Odyssées et sentiment océanique
Michel Poivert
Comme on ne fait pas de bonne littérature avec de bons sentiments, il y a fort à parier que l’on ne fasse pas non plus de bonnes photographies grâce à la seule compassion. Une réflexion esthétique, c’est-à-dire une pensée des formes nécessaires à l’expression d’une sensibilité et d’une réalité, permet de toucher au-delà de la relation des faits, la portée des situations. Odyssées d’Aglaé Bory se range dans cette catégorie : la photographie est ici une ode et non une complainte.
Le débat est classique lorsqu’il s’agit de photographie sociale : la qualité d’un travail réside-t-il dans la force descriptive d’une situation et sa puissance de dénonciation ? ou bien dans la distance prise à l’égard du singulier et son pouvoir d’universaliser le propos ? L’œuvre doit-elle coller à la réalité ou exprimer la sensibilité du photographe pour transmettre un message ? Faux débat dira-t-on. Une photographie documentaire est confrontée à des choix de formes tout autant qu’une photographie qui s’appuie avant tout sur la liberté d’invention afin de toucher son objet.
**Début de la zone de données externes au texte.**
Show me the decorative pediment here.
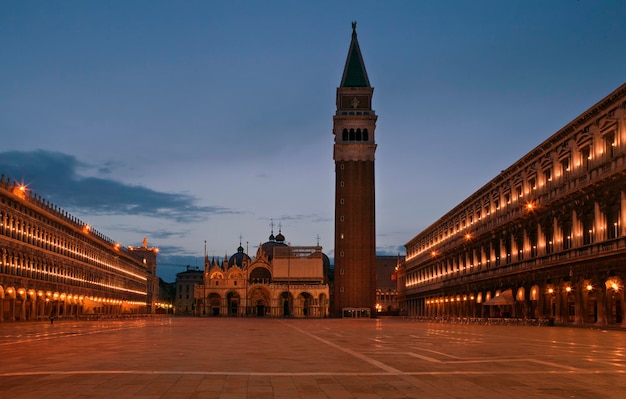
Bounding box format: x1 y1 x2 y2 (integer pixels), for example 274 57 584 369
576 129 593 148
600 118 617 135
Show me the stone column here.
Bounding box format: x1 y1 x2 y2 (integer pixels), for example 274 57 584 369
572 280 585 325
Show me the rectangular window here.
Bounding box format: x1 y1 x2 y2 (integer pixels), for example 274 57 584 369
561 158 569 177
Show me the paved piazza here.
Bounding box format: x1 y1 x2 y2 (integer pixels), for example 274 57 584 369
0 318 626 399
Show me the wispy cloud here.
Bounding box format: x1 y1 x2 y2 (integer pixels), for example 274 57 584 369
0 150 236 222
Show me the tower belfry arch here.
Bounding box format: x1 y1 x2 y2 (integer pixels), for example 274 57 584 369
333 22 378 316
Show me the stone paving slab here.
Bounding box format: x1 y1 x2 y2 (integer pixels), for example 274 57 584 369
0 318 626 399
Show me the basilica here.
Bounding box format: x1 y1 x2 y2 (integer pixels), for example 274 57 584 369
194 232 330 318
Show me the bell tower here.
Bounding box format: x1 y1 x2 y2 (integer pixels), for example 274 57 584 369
333 22 378 317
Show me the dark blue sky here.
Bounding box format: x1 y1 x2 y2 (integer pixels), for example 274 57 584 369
0 0 626 280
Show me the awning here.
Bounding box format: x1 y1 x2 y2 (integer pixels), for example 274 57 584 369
483 289 515 306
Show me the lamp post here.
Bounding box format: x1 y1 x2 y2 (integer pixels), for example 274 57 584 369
202 240 207 316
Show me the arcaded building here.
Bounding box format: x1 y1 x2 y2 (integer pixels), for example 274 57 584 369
398 84 626 327
194 232 330 318
333 22 378 317
0 175 160 321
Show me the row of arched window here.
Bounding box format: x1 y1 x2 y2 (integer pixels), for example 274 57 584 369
0 205 147 286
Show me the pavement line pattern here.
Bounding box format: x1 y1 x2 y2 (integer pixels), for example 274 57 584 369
0 369 626 378
280 320 402 373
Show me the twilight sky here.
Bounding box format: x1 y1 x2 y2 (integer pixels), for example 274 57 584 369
0 0 626 281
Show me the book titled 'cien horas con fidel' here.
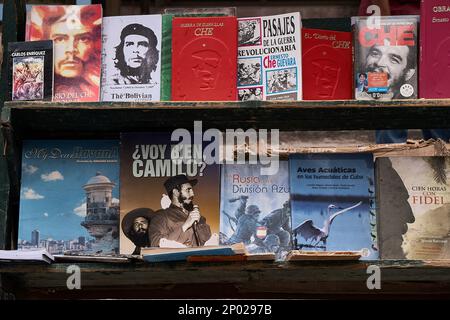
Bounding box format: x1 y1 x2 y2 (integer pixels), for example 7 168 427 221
376 157 450 260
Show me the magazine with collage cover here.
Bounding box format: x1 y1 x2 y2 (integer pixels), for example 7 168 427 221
237 12 302 101
101 14 162 101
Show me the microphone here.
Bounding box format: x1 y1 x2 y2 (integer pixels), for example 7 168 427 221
192 205 200 246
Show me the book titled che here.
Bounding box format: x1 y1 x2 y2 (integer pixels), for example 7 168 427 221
302 28 352 100
419 0 450 99
172 17 237 101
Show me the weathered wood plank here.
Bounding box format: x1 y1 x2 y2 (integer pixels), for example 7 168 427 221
0 261 450 298
2 99 450 140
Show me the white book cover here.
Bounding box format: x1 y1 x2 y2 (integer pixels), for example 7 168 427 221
238 12 302 101
102 14 162 101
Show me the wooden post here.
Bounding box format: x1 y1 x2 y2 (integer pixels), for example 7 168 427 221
0 0 26 249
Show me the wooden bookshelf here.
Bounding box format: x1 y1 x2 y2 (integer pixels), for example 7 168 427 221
0 261 450 299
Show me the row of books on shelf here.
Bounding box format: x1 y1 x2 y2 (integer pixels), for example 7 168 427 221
17 133 450 261
9 0 450 102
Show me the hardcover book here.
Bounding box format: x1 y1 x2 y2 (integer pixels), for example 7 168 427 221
220 161 291 260
237 12 302 101
18 140 120 255
161 8 236 101
120 132 220 254
302 28 353 100
419 0 450 99
289 154 378 260
102 14 161 101
376 157 450 260
352 16 419 100
8 40 53 101
25 5 102 102
172 17 237 101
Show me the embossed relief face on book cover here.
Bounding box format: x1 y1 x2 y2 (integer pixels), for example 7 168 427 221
120 132 220 254
377 157 450 260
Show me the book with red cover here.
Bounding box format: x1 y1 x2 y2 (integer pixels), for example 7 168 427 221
172 17 237 101
302 28 352 100
419 0 450 99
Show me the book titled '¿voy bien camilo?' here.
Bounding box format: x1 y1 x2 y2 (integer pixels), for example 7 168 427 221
120 132 220 254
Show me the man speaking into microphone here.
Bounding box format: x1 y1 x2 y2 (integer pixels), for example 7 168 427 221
149 174 211 247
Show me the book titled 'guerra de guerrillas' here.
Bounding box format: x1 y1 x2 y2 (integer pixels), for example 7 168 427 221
289 154 378 260
302 28 353 100
352 16 419 100
101 14 161 101
18 140 120 255
375 157 450 260
172 17 237 101
220 161 291 260
419 0 450 99
8 40 53 101
237 12 302 101
25 5 102 102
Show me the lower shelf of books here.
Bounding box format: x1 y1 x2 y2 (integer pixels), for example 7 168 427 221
0 260 450 299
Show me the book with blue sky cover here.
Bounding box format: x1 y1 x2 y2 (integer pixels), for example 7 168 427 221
18 140 119 254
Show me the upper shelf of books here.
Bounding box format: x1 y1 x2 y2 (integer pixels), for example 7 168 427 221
7 0 450 107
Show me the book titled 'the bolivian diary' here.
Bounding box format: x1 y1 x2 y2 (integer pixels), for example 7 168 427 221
120 131 220 254
376 157 450 260
289 154 378 260
18 140 120 255
25 5 102 102
172 17 237 101
352 16 419 100
220 161 291 259
237 12 302 101
302 28 353 100
8 40 53 101
419 0 450 99
101 14 161 101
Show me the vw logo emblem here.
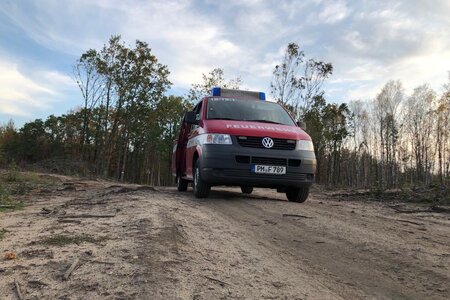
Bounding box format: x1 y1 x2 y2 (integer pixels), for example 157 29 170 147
261 137 273 148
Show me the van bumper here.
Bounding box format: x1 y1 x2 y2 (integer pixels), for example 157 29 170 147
199 145 316 188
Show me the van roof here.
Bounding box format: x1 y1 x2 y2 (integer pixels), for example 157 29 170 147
211 87 266 100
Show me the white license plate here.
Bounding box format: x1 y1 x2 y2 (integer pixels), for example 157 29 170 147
252 165 286 175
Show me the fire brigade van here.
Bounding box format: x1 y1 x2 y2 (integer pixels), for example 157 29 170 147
172 88 316 202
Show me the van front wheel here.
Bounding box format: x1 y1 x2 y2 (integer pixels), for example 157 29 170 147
177 176 189 192
286 186 309 203
192 160 211 198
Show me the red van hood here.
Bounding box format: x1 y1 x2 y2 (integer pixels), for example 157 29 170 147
203 120 311 140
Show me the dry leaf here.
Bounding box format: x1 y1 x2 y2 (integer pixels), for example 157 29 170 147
5 252 17 260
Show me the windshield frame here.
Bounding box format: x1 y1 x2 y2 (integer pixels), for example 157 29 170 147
204 96 297 126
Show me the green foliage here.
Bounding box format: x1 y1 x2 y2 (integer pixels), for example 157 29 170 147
303 95 351 185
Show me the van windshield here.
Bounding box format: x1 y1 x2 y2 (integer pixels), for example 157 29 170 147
206 98 294 126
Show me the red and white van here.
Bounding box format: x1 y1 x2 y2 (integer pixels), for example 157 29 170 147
172 88 316 202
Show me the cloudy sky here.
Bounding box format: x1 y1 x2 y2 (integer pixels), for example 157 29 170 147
0 0 450 124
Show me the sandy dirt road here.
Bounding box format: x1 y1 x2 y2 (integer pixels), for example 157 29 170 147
0 177 450 299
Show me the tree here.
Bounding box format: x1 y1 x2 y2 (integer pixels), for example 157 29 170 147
187 68 243 104
373 80 404 190
270 43 333 118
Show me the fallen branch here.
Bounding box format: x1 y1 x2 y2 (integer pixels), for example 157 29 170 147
14 279 23 300
431 206 450 213
283 214 313 219
66 201 108 205
63 258 80 280
389 205 432 214
0 204 16 208
83 259 115 265
58 219 81 224
59 214 116 219
203 275 229 285
397 219 425 225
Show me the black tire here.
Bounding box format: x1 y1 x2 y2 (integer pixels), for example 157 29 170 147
286 186 309 203
241 185 253 194
177 177 189 192
192 160 211 198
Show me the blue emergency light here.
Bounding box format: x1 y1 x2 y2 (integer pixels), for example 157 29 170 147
211 87 266 101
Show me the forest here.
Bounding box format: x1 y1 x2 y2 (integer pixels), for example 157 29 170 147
0 36 450 191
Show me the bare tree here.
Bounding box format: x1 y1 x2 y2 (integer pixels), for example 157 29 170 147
270 43 333 117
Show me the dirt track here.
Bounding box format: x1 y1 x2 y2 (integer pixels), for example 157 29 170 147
0 178 450 299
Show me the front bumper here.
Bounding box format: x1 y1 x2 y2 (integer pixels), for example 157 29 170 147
199 144 316 188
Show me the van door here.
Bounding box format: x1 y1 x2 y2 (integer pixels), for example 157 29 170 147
175 117 191 177
186 101 203 179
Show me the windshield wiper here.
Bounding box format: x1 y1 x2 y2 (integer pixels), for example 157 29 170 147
245 120 284 125
208 117 239 121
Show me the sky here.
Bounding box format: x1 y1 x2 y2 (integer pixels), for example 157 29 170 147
0 0 450 125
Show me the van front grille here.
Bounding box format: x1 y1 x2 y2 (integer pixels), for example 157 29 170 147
237 136 296 150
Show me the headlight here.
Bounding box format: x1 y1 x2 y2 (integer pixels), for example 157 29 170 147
295 140 314 151
202 133 232 145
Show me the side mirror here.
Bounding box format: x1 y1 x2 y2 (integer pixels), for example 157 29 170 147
184 111 200 125
297 120 306 130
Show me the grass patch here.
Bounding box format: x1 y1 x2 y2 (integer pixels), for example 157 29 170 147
0 186 24 212
0 228 7 241
39 234 108 247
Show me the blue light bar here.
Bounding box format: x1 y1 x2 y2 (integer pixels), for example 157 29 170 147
212 88 220 96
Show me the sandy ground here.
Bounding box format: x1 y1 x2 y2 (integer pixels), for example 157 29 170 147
0 177 450 299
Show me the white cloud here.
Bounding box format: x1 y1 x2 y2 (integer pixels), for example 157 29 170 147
0 58 73 117
0 0 450 110
318 0 350 24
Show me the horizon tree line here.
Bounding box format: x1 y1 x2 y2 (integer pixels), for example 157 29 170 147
0 36 450 190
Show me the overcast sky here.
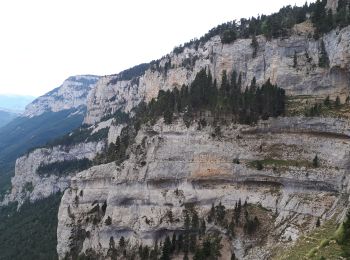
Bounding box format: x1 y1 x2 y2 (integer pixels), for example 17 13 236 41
0 0 310 96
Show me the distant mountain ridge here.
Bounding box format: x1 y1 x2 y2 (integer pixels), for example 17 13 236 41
23 75 100 117
0 75 99 197
0 94 35 112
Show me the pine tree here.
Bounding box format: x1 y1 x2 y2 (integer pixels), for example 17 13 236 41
250 34 259 58
170 232 177 254
335 96 341 107
318 40 329 68
312 154 319 168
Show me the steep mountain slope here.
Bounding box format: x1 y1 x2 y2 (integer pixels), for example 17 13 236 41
23 75 99 117
0 76 98 197
0 95 35 112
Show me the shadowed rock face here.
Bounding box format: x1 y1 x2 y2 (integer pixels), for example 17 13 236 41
57 118 350 259
85 22 350 124
1 142 105 206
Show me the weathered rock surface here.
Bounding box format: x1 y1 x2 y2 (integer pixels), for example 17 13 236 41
57 118 350 259
2 142 105 205
85 23 350 124
23 75 99 117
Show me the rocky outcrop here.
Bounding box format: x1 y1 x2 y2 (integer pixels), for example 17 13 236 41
23 75 99 117
57 118 350 259
2 142 105 206
85 22 350 124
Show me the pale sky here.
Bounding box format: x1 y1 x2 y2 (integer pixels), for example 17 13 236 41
0 0 310 96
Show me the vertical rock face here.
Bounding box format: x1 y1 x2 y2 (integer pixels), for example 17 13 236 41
85 26 350 124
57 118 350 259
2 142 105 205
23 75 99 117
326 0 339 12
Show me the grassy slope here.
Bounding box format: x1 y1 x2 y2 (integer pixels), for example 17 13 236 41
273 220 350 260
0 110 83 197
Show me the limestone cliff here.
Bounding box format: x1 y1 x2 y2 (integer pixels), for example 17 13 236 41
1 142 105 206
57 117 350 259
85 24 350 124
23 75 99 117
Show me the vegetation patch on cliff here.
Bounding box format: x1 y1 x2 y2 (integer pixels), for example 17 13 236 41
0 193 62 260
273 212 350 260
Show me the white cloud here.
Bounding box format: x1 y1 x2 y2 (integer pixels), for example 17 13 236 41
0 0 314 95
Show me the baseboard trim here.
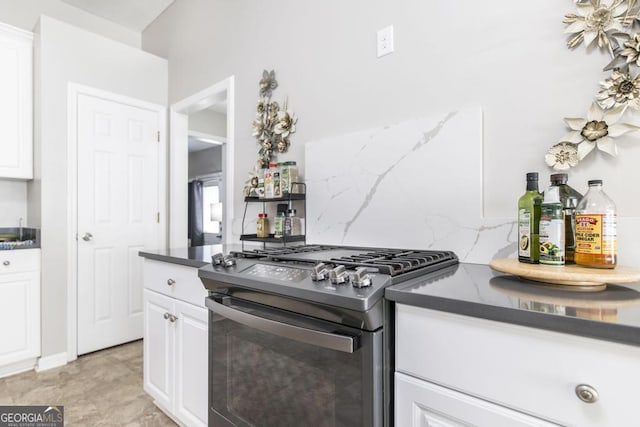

Longtemps le photoreportage a pris en charge les questions sociales, allant jusqu’à éprouver ses limites par les effets du regard compassionnel - quelle photo choc a réellement entraîné une prise de conscience ? Mais bien avant ce métier de l’information, les pratiques documentaires de la photographie ont travaillé la question de la représentation sociale à travers l’usage de l’image par les réformateurs sociaux (Lewis Hine le premier peut-être au début du XXe siècle) c’est dans cette veine, celle des causes, qu’il faut chercher les meilleurs travaux et comprendre notre héritage. La photographie contemporaine est aujourd’hui souvent associée à l’art contemporain (plus qu’au monde de l’information), c’est donc dans cette question reliant éthique et politique des formes visuelles que résident les enjeux.
Odyssées d’Aglaé Bory a obtenu les suffrages du jury pour la première édition du Prix Caritas. Par la qualité intrinsèque de la proposition photographique, mais aussi par la volonté du jury de souligner l’apport que constitue à la cause sociale une écriture poétique assumant une forme de responsabilité. Le choix d’articuler des portraits de personnes en centre d’hébergement au grand genre de l’odyssée est ambitieux. Il rejoint le défi moderne qui consiste à sortir des hiérarchies, à « monumentaliser l’illégitime ». Il s’agit de relier ici des destins suspendus aux politiques migratoires européennes au grand récit de la culture occidentale. La référence à l’Odyssée vient ainsi amplifier les images des vies éprouvées par la situation d’attente, entre renoncement à son pays de départ et incertitudes quant à l’accueil de son pays d’arrivée. Ces odyssées anonymes s’universalisent ainsi pour rejoindre l’imaginaire collectif, en conférant aux silences de tous ces personnages l’intensité d’un déchirement.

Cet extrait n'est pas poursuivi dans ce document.